He may be most famous for his Southwestern cooking, but Sedlar seems to be at his best when his food cleaves closest to nouvelle French cuisine. There is a gorgeous composed salad, almost Art Deco in its formality, with soft, luxurious smoked eel, a mound of vinegared, julienned root vegetables and thinly sliced Asian pears, nearly transparent and glazed with sesame oil, overlapped into a Machine Age-perfect circle. A dish involving sheets of cilantro pasta--”open ravioli”--draped over stewed snails and a wash of the deepest-green cilantro puree, garnished with leaves of fried cilantro, is a somber meditation on that herb.

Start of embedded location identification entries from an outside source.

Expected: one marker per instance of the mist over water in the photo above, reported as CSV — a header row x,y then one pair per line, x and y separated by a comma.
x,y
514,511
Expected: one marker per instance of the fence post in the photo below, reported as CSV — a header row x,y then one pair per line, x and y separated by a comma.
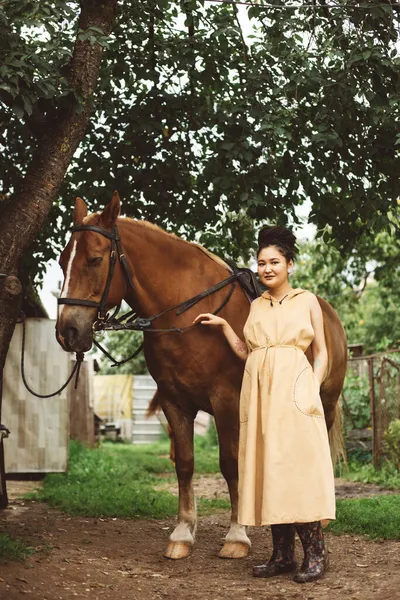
x,y
3,485
375,435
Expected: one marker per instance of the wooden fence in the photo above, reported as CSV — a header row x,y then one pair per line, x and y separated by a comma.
x,y
383,373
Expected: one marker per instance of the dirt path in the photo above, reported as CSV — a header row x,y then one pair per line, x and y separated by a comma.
x,y
114,558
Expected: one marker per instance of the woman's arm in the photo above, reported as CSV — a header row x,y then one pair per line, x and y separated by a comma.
x,y
237,345
318,346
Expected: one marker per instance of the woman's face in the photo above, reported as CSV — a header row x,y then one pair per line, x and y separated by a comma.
x,y
273,267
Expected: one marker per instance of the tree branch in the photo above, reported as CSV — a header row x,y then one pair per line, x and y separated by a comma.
x,y
22,219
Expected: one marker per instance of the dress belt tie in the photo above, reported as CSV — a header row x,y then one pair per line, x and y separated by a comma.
x,y
267,346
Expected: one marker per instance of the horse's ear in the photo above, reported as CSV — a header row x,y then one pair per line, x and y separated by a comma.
x,y
80,211
111,212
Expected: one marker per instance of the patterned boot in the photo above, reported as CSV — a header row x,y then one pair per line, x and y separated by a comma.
x,y
282,559
315,560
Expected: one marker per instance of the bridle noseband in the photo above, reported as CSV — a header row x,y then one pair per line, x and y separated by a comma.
x,y
115,253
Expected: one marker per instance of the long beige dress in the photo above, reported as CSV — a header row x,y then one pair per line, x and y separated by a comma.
x,y
285,468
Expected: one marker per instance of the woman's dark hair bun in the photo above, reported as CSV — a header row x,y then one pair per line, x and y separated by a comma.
x,y
280,237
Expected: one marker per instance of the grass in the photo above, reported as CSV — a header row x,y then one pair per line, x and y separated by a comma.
x,y
377,518
13,549
387,477
119,480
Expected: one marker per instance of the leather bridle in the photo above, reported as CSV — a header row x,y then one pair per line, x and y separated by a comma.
x,y
115,254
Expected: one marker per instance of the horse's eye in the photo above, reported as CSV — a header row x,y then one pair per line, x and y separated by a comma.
x,y
96,260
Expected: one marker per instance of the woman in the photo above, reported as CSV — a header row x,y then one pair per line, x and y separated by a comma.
x,y
285,470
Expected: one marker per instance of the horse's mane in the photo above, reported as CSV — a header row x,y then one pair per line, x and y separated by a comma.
x,y
211,255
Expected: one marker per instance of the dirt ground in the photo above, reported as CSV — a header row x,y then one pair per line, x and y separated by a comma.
x,y
115,558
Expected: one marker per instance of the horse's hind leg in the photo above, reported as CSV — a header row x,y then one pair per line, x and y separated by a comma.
x,y
236,543
182,538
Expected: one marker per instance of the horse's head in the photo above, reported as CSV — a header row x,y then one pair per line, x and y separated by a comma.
x,y
86,263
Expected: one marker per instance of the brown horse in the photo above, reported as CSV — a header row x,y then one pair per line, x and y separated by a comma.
x,y
194,370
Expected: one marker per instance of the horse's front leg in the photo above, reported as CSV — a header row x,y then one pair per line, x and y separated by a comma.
x,y
236,544
182,538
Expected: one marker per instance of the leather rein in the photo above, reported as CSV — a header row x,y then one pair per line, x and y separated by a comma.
x,y
130,320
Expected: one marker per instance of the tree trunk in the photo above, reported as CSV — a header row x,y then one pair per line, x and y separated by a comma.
x,y
61,133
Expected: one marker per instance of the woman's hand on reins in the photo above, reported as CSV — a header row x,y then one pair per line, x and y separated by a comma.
x,y
210,319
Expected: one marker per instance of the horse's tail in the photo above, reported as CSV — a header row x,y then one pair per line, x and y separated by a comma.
x,y
336,440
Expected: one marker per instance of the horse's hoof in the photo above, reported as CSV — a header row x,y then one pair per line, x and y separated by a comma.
x,y
178,550
234,550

Egg foo yong, soft scrambled duck eggs tucked back into their shells with bits of shrimp and crunchy chunks of ginger, is less a pun on the faux -Cantonese from which it takes its name than on the custardy eggs with caviar served at L’Orangerie; Oaxacan sopes seems less like the classic Mexican antojito than like a very French spiced-clam tart with a masa shell where you might expect puff pastry. The Provencal-inspired rare roast lamb with three kinds of eggplant is among the best lamb dishes in town.

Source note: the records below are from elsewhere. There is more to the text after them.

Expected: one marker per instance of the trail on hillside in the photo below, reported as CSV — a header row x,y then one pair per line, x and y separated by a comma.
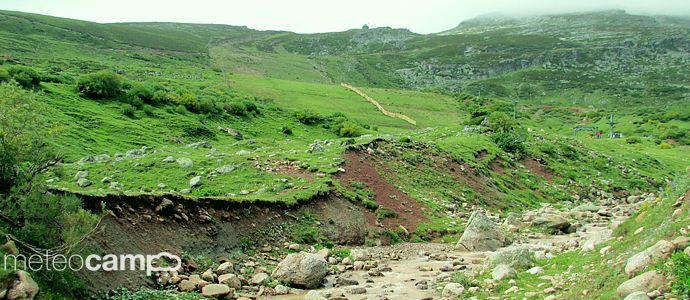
x,y
376,103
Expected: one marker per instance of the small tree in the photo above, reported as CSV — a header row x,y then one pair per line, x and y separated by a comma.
x,y
99,85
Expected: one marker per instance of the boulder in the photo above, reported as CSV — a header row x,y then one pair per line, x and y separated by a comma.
x,y
453,290
23,287
225,268
231,280
645,282
552,222
638,262
519,257
637,296
596,239
503,271
215,290
481,234
195,181
84,182
259,278
184,162
302,270
314,295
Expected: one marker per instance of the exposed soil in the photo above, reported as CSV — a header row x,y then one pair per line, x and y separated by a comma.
x,y
537,168
133,226
362,167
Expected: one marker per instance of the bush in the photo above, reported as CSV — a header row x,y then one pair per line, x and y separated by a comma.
x,y
512,141
25,76
99,85
148,110
143,92
286,130
633,140
199,130
4,76
679,266
128,110
234,108
349,129
180,109
308,117
250,106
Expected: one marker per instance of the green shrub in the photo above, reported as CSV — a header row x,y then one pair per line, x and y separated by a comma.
x,y
633,140
679,267
143,92
25,76
180,109
286,130
4,76
250,106
99,85
199,130
349,129
128,110
308,117
235,108
512,141
148,110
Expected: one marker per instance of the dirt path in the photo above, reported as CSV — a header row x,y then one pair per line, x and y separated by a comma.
x,y
376,103
418,269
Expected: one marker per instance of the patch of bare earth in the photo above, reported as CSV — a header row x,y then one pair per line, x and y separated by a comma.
x,y
362,167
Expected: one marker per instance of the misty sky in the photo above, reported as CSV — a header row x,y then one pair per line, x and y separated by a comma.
x,y
306,16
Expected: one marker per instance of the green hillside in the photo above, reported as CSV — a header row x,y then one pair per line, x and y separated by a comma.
x,y
223,143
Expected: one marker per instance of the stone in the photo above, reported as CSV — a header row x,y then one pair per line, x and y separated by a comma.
x,y
314,295
640,295
195,181
23,287
259,278
215,290
83,182
517,257
302,270
225,268
596,239
184,162
165,203
552,222
453,290
661,250
187,285
342,281
536,270
681,242
281,290
605,250
225,169
357,290
646,282
503,271
231,280
481,234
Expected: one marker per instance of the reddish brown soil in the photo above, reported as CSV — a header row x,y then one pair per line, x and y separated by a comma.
x,y
537,168
362,167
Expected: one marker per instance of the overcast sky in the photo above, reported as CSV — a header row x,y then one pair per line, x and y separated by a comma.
x,y
305,16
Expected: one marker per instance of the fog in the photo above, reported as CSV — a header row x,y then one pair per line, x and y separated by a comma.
x,y
307,16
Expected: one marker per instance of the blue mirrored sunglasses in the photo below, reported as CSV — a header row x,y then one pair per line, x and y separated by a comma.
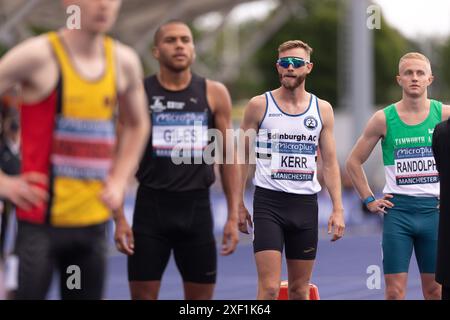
x,y
295,61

But of the half-dozen or so best restaurants in Los Angeles, Bikini can also be among the most problematic, from the uninteresting, overpriced wine list to the indifferent greeting at the door. While Sedlar is among the most inventive chefs in the world, sometimes, frankly, his ideas don’t work--and in a great restaurant, they should, every time. It isn’t easy to run a serious restaurant in Los Angeles right now.

For example, Tlatlan painted-duck enchilada is basically smoked slices of duck breast, rather rare, arranged on top of a sweetish trated sauce based on tamarind. The richness of the chile-tinged sauce suggests almost a mole ; the sweet pepperiness against the smoke of the meat suggests barbecue; the sweet-and-sour taste suggests the classic Chinese duck sauce. The cultural resonances seem to clash with one another where you would want them to harmonize, and the dish--the “enchilada” part of the name seems to refer to a tortilla-type object emblazoned with a traditional Mayan design and perched atop a sweet vegetable puree--is more confusing than delicious.

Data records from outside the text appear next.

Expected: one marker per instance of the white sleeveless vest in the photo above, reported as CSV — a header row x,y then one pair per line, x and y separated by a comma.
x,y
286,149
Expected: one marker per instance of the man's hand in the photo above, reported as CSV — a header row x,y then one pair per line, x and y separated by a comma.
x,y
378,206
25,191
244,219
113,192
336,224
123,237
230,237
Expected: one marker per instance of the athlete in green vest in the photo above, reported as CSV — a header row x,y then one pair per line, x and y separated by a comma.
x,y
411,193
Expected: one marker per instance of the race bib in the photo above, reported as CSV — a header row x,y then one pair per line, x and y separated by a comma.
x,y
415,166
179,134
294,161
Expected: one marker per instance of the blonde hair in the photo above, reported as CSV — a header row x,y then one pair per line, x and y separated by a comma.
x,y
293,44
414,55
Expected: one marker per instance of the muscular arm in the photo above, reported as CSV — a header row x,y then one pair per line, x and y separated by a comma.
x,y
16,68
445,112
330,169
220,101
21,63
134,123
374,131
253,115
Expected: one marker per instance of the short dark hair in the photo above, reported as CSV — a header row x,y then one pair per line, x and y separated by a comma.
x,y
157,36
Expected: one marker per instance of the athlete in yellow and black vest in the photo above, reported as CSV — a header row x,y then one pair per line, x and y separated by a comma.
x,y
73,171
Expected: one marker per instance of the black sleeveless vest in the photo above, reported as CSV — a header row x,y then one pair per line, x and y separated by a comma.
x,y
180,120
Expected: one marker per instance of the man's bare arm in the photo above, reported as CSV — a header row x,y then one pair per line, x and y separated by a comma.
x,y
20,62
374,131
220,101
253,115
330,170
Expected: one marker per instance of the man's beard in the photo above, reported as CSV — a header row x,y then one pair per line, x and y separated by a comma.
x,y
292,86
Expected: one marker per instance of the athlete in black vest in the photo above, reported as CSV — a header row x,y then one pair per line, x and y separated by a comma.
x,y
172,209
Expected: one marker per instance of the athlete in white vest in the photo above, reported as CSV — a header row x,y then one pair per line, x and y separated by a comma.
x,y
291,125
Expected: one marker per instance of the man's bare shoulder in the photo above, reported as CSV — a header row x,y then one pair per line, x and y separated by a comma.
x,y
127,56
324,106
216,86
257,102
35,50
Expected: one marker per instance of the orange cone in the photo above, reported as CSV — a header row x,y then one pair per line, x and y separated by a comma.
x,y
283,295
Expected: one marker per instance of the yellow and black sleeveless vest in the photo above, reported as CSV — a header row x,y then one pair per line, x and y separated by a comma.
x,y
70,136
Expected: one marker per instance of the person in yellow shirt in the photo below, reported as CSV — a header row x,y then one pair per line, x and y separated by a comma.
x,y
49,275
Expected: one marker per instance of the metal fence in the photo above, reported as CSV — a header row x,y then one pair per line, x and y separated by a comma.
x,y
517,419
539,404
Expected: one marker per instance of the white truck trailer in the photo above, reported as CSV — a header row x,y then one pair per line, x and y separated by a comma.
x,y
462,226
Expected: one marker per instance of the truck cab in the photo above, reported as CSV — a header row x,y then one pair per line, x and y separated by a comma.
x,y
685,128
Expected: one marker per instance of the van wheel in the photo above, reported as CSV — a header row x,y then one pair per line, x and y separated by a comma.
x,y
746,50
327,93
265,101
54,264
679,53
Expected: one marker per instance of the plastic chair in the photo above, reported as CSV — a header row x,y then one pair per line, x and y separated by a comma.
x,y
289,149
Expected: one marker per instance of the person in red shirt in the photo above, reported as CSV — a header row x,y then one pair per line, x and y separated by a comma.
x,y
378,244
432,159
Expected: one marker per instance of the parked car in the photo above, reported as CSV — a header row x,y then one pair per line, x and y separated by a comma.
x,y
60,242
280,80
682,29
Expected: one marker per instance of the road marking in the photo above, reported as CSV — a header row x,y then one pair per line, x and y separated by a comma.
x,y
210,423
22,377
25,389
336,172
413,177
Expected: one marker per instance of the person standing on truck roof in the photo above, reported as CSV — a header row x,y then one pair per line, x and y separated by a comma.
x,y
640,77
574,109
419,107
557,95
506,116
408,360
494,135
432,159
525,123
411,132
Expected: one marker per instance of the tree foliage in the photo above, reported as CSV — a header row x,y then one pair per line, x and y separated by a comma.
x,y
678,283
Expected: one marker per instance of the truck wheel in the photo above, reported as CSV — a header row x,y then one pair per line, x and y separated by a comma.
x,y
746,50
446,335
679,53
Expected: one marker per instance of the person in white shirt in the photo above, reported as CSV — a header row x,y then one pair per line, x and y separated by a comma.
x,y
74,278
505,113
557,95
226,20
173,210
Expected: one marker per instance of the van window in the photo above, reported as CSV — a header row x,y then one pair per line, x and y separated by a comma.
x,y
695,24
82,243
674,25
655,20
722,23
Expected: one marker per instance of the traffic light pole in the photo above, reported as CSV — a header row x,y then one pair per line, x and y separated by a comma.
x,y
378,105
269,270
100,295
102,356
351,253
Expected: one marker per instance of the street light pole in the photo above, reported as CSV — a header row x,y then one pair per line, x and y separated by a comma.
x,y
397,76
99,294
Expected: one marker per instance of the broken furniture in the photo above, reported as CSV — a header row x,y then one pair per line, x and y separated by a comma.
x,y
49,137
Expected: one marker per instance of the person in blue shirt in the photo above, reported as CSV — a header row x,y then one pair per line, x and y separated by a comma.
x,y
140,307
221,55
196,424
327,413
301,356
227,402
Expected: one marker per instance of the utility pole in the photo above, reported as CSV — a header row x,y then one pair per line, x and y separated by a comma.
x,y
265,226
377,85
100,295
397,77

And though most of the food here is terrific, sometimes when Sedlar roams the globe, the results can be all over the map. A “schnitzel” of whitefish, essentially a filet coated in bread crumbs, fried and served with little dumplings in tart lemon butter, is ironically heavier than the veal dish it’s punning on; an air-dried duck taco with radicchio and arugula in a red-chile tortilla had none of the crisp skin that you might be looking for when you order, say, air-dried duck.

While user-friendly to chocolate freaks, dessert can prove the oddest course of all: A chocolate-truffle “tamale” served on a plate emblazoned with an image of the Virgin of Guadalupe might sit across the table from a round of molten chocolate cake on a plate with the word Lust stenciled in cocoa.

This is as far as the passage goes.